When used in filtering context, the query is said to be a "non-scoring" or "filtering" query. That is, the query simply asks the question: "Does this document match?". The answer is always a simple, binary yes|no.

  • Is the created date in the range 2013 - 2014?
  • Does the status field contain the term published?
  • Is the lat_lon field within 10km of a specified point?

When used in a querying context, the query becomes a "scoring" query. Similar to its non-scoring sibling, this determines if a document matches and how well the document matches.

A typical use for a query is to find documents:

  • Best matching the words full text search
  • Containing the word run, but maybe also matching runs, running, jog, or sprint
  • Containing the words quick, brown, and fox—the closer together they are, the more relevant the document
  • Tagged with lucene, search, or java—the more tags, the more relevant the document

A scoring query calculates how relevant each document is to the query, and assigns it a relevance _score, which is later used to sort matching documents by relevance. This concept of relevance is well suited to full-text search, where there is seldom a completely “correct” answer.
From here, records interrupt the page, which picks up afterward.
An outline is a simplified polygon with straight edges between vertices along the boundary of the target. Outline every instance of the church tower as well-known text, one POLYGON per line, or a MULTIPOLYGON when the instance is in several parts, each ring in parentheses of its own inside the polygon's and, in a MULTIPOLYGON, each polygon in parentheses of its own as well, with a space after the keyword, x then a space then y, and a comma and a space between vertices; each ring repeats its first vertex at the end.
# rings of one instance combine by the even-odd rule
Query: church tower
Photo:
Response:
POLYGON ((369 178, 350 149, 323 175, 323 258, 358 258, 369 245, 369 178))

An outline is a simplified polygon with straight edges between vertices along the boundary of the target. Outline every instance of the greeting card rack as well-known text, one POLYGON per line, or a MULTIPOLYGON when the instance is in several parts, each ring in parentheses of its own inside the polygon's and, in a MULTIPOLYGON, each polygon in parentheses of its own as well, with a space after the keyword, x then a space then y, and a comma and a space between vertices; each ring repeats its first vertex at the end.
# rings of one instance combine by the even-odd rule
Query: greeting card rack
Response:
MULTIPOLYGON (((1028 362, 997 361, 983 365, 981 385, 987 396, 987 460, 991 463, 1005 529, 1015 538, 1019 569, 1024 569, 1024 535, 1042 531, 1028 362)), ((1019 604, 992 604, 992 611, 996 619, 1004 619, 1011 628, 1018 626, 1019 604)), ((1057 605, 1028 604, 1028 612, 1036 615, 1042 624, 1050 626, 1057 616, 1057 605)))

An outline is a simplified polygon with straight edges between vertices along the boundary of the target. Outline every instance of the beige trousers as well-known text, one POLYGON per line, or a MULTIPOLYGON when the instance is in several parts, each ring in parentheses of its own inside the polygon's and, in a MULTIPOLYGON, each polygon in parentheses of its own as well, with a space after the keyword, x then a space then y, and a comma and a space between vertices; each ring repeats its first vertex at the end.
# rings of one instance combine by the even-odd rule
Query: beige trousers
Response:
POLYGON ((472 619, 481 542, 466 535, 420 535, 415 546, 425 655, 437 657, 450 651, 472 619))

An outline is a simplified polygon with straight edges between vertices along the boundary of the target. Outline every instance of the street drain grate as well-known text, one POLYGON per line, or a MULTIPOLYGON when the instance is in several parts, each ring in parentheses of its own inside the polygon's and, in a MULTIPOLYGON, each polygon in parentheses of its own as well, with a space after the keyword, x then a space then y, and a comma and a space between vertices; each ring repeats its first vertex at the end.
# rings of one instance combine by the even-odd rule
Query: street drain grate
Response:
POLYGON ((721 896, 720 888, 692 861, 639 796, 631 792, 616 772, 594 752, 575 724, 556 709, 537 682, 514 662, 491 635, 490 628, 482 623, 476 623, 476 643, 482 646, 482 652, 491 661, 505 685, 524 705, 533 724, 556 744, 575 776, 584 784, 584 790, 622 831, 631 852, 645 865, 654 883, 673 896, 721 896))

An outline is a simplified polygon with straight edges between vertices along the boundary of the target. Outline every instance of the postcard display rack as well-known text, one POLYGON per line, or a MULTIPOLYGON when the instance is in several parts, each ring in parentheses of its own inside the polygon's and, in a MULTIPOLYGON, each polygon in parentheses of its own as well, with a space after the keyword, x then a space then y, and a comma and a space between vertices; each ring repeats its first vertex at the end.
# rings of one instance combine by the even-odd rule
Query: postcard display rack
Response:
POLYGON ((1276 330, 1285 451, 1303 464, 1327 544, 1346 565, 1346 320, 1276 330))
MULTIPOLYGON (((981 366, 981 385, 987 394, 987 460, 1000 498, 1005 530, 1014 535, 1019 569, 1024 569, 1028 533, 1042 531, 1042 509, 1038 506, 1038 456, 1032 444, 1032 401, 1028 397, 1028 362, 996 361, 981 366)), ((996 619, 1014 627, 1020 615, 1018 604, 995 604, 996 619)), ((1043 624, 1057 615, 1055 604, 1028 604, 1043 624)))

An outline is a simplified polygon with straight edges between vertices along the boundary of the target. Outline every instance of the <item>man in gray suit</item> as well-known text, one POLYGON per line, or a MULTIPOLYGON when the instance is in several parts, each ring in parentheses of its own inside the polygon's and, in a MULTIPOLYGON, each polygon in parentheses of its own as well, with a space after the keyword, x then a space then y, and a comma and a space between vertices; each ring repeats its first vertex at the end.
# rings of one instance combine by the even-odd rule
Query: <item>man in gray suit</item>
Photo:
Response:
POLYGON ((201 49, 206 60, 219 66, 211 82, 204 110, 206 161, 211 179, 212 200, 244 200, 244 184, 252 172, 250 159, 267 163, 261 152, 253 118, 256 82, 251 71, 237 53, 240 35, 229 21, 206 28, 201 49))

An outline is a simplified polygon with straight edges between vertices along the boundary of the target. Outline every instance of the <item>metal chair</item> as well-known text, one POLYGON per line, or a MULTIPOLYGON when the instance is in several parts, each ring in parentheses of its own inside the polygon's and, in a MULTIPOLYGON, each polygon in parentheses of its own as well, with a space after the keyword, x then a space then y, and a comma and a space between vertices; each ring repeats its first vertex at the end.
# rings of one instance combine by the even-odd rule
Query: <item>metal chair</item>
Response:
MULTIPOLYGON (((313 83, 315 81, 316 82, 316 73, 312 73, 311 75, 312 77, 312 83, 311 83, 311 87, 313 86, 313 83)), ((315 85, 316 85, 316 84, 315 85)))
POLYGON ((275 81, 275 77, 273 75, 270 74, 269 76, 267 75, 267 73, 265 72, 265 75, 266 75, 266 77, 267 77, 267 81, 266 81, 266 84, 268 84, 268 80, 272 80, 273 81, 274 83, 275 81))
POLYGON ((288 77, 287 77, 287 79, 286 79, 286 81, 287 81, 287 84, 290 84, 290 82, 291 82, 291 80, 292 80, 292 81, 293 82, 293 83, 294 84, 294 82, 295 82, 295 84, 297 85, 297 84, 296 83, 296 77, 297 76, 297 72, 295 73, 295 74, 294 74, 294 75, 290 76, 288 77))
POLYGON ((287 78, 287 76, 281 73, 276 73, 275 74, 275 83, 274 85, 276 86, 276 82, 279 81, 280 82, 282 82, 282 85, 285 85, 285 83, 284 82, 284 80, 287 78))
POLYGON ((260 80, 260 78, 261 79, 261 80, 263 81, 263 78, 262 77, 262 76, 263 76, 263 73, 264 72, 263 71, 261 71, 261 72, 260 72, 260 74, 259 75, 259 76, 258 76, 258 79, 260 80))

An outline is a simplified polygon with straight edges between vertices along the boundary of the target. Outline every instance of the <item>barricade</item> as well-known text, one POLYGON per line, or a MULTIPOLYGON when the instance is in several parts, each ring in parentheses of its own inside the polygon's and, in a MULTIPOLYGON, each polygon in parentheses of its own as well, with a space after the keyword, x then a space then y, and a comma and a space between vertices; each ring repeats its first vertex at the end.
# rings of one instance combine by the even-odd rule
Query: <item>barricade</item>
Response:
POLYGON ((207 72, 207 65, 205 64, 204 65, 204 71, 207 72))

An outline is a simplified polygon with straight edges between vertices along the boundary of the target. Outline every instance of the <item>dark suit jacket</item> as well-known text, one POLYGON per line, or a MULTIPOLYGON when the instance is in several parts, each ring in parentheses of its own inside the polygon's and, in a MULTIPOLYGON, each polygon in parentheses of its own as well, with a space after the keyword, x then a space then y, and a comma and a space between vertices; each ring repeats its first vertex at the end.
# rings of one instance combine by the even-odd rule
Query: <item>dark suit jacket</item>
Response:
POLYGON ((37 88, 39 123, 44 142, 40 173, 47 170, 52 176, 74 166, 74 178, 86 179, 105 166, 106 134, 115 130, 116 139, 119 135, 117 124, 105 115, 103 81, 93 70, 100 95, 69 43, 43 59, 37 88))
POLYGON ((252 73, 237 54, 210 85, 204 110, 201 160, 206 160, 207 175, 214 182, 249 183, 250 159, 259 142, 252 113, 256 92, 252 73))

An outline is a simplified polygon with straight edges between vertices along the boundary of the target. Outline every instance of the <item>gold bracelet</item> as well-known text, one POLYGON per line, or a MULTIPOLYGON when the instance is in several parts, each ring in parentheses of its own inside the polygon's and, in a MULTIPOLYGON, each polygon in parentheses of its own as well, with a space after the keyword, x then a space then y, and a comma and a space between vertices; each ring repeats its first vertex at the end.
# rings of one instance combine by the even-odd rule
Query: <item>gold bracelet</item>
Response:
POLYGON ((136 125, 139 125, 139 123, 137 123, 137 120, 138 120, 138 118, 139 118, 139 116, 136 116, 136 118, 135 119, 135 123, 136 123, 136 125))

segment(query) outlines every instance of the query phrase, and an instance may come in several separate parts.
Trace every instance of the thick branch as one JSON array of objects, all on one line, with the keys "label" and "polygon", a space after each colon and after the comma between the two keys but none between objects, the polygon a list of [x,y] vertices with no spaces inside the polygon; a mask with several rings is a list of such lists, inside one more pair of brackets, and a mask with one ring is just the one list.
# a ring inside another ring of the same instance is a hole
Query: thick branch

Historically, queries and filters were separate components in Elasticsearch. Starting in Elasticsearch 2.0, filters were technically eliminated, and all queries gained the ability to become non-scoring.

However, for clarity and simplicity, we will use the term "filter" to mean a query which is used in a non-scoring, filtering context. You can think of the terms "filter", "filtering query" and "non-scoring query" as being identical.

Similarly, if the term "query" is used in isolation without a qualifier, we are referring to a "scoring query".

Performance Differences

edit

Filtering queries are simple checks for set inclusion/exclusion, which make them very fast to compute. There are various optimizations that can be leveraged when at least one of your filtering query is "sparse" (few matching documents), and frequently used non-scoring queries can be cached in memory for faster access.

In contrast, scoring queries have to not only find matching documents, but also calculate how relevant each document is, which typically makes them heavier than their non-scoring counterparts. Also, query results are not cacheable.

Thanks to the inverted index, a simple scoring query that matches just a few documents may perform as well or better than a filter that spans millions of documents. In general, however, a filter will outperform a scoring query. And it will do so consistently.

The goal of filtering is to reduce the number of documents that have to be examined by the scoring queries.

When to Use Which

edit

As a general rule, use query clauses for full-text search or for any condition that should affect the relevance score, and use filters for everything else.